No longer are investors excited about any and every food stock, and you really can’t blame them when you look to recent price activity either. The space has been absolutely destroyed, and competition is taking its toll on a number of companies that used to be darlings of the market.
Take Buffalo Wild Wings BWLD as a great example of this trend. After an incredible run that saw shares of BWLD rise over $200/share, investors have seen an equally incredible trend in the past two years which has basically seen the company’s share price take a 50% haircut.
But with such a big drop, investors have to be wondering if the worst is over for BWLD, and if a turnaround could be at hand.
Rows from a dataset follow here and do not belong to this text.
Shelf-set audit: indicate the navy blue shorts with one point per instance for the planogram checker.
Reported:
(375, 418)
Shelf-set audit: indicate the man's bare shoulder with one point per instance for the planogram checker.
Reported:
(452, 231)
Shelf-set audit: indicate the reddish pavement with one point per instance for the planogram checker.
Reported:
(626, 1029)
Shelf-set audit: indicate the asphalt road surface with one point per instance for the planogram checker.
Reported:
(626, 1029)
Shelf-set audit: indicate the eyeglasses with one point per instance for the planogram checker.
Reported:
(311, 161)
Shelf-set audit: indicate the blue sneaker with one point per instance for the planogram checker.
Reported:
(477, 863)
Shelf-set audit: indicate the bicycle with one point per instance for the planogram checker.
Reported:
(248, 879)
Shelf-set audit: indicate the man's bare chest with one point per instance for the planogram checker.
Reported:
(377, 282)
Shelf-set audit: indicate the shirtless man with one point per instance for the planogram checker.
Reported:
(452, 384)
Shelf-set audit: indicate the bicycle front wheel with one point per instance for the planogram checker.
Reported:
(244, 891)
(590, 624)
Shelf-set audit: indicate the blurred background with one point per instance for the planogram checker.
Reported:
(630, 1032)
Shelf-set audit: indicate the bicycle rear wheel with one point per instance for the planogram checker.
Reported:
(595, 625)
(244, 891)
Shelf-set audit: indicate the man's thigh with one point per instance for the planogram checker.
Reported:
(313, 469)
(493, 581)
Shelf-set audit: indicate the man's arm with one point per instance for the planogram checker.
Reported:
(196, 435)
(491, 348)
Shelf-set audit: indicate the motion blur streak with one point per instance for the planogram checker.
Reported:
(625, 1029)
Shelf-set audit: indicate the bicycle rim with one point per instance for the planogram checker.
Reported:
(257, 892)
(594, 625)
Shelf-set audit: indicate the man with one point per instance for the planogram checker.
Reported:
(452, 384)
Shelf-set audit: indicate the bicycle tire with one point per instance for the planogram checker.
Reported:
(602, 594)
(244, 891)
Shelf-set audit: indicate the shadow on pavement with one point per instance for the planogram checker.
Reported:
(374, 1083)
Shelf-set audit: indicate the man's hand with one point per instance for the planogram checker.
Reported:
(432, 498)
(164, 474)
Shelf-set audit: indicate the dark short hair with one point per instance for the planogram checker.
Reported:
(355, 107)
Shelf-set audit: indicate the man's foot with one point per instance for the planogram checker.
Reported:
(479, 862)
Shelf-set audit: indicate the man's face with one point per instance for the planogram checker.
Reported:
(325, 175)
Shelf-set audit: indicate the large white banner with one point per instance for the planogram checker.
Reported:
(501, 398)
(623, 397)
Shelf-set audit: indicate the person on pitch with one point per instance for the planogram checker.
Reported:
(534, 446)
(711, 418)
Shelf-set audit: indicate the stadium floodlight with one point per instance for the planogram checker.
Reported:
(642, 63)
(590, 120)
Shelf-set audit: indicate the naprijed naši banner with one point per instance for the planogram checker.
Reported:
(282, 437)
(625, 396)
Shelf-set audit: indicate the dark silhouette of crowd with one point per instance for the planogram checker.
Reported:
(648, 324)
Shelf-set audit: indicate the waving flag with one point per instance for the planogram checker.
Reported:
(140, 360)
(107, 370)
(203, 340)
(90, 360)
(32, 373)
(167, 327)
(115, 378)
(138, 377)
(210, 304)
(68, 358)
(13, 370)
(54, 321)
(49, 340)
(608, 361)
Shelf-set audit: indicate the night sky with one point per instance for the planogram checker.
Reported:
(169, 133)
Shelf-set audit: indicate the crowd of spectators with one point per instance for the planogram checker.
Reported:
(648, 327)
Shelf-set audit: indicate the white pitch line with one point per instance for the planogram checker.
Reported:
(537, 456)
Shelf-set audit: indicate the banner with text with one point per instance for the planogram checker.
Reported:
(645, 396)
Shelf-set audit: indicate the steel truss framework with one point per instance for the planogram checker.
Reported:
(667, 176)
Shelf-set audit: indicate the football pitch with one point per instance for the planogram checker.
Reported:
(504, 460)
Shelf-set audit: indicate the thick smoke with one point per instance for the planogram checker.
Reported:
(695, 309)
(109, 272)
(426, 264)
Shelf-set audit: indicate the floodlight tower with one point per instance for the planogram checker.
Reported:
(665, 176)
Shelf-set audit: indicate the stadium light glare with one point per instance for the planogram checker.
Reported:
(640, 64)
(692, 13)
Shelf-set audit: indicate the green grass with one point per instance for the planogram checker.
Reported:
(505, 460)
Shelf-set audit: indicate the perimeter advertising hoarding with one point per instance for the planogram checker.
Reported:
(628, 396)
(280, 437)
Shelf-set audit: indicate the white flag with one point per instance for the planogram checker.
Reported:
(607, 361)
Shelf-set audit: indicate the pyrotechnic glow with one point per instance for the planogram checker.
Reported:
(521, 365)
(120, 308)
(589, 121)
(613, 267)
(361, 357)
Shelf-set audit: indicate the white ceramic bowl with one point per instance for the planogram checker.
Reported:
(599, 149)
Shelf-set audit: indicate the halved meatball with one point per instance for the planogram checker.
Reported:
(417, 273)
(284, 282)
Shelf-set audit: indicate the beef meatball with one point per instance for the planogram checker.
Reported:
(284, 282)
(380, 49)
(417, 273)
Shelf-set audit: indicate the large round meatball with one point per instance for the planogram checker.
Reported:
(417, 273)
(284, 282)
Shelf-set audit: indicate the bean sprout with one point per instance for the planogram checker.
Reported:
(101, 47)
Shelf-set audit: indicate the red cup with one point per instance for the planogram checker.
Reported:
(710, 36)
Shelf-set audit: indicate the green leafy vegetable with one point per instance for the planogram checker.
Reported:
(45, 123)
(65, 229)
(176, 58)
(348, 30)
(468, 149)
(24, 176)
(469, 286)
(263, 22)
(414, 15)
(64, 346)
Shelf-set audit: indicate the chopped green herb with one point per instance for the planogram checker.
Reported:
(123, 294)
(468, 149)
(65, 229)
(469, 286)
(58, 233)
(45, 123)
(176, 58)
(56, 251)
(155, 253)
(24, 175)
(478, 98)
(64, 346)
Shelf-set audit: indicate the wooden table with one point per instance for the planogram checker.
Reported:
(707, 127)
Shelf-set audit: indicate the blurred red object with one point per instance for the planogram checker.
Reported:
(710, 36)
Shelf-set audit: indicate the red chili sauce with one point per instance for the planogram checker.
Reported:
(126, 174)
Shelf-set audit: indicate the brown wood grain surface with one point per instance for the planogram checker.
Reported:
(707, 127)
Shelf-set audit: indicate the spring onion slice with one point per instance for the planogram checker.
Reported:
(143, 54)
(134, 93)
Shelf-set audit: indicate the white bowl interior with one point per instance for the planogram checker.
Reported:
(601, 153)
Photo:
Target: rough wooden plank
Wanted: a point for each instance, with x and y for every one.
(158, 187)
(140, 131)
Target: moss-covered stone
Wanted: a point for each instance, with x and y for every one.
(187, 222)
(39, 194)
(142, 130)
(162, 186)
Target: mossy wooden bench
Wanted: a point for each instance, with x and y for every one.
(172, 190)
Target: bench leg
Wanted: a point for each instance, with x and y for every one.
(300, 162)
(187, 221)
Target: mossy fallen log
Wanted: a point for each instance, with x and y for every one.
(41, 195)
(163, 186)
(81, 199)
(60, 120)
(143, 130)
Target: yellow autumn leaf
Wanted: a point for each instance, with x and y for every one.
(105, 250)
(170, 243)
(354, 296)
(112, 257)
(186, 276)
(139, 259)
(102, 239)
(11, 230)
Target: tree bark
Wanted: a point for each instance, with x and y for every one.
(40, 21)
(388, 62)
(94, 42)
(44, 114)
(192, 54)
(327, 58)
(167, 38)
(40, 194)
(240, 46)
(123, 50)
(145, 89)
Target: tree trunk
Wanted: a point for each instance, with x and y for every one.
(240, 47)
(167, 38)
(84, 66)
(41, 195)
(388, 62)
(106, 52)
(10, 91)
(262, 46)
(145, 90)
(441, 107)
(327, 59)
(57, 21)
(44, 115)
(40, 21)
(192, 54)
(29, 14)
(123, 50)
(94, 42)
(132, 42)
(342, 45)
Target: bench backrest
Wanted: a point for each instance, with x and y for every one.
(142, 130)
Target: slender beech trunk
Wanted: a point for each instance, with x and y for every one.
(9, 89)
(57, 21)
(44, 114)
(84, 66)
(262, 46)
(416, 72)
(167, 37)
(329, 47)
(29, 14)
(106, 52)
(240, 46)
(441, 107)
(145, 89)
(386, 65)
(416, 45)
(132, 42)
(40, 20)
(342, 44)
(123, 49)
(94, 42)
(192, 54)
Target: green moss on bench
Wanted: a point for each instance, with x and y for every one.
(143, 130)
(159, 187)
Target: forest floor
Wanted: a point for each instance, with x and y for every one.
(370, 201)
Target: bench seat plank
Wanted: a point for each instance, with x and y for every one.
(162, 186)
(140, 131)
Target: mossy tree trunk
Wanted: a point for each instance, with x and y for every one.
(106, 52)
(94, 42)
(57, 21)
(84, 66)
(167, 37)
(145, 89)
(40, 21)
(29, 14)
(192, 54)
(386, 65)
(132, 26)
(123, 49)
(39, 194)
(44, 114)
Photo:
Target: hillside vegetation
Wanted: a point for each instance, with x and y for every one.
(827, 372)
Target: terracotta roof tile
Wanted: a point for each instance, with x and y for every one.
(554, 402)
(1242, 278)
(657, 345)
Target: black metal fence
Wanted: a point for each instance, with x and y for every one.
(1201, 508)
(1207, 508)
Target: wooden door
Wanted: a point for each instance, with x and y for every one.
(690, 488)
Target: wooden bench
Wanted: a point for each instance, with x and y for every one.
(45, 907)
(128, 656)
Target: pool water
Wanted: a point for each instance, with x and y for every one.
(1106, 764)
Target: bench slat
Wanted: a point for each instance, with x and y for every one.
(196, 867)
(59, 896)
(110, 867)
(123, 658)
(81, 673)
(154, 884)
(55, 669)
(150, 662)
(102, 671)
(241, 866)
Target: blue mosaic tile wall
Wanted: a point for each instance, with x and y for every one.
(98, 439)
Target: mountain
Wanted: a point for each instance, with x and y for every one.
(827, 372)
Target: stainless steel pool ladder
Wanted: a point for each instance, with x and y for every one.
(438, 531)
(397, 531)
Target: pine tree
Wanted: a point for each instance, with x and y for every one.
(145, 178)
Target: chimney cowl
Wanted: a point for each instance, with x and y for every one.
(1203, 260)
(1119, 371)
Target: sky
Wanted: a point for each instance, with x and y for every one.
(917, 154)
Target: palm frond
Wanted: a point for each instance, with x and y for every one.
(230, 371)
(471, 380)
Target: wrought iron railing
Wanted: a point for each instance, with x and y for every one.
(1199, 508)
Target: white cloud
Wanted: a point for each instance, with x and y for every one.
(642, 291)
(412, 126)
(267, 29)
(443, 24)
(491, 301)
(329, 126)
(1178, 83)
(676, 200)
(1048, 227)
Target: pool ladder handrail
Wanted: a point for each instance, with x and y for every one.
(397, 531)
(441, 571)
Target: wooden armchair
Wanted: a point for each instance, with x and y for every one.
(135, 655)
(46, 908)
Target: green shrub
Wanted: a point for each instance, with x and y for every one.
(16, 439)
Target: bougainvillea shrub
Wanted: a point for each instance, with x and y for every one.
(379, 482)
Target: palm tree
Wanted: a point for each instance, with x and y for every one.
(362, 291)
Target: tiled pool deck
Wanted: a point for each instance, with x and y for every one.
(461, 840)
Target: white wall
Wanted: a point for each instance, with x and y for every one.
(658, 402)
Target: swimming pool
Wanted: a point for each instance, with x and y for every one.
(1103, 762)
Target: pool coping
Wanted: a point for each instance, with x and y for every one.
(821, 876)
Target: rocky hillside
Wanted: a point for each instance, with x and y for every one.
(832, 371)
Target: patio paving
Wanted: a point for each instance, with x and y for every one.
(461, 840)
Well, unfortunately for BWLD investors, the recent estimate trend suggests that more pain could be ahead for this restaurant company in the near-term.
Recent Earnings & Outlook
This prediction of sluggishness isn’t really that bold of a statement if we taking the starting point of the last earnings report for BWLD. The company wasn’t anywhere close to meeting earnings expectations, posting EPS of just 66 cents which is a far cry from the $1.01/share consensus estimate.
But if that wasn’t enough, analysts appear to be pretty bearish on the company’s near term prospects, as they have been slashing estimates for the coming quarter and year. In fact, in just the past two months, we have seen a double digit percentage decline in the consensus estimate for both the current quarter and the current year.
With figures like that and a brutal market in the restaurant industry, things aren’t looking good for BWLD right now. Which is why it shouldn’t be a surprise that we are not anticipating a big turnaround any time soon, and why we have given the stock a Zacks Rank #5 (Strong Sell) too.
If you do want to stay in the restaurant industry, then it might be time to look at McDonald’s ((MCD - Free Report) ). This company’s turnaround is going incredibly well, and the stock is a Zacks Rank #2 (Buy) right now too.
Plus, the most recent earnings report showed great growth and the potential for better figures in the future thanks to technological initiatives. This seems to be a much better choice for investors these days, at least when compared to BWLD and their current situation.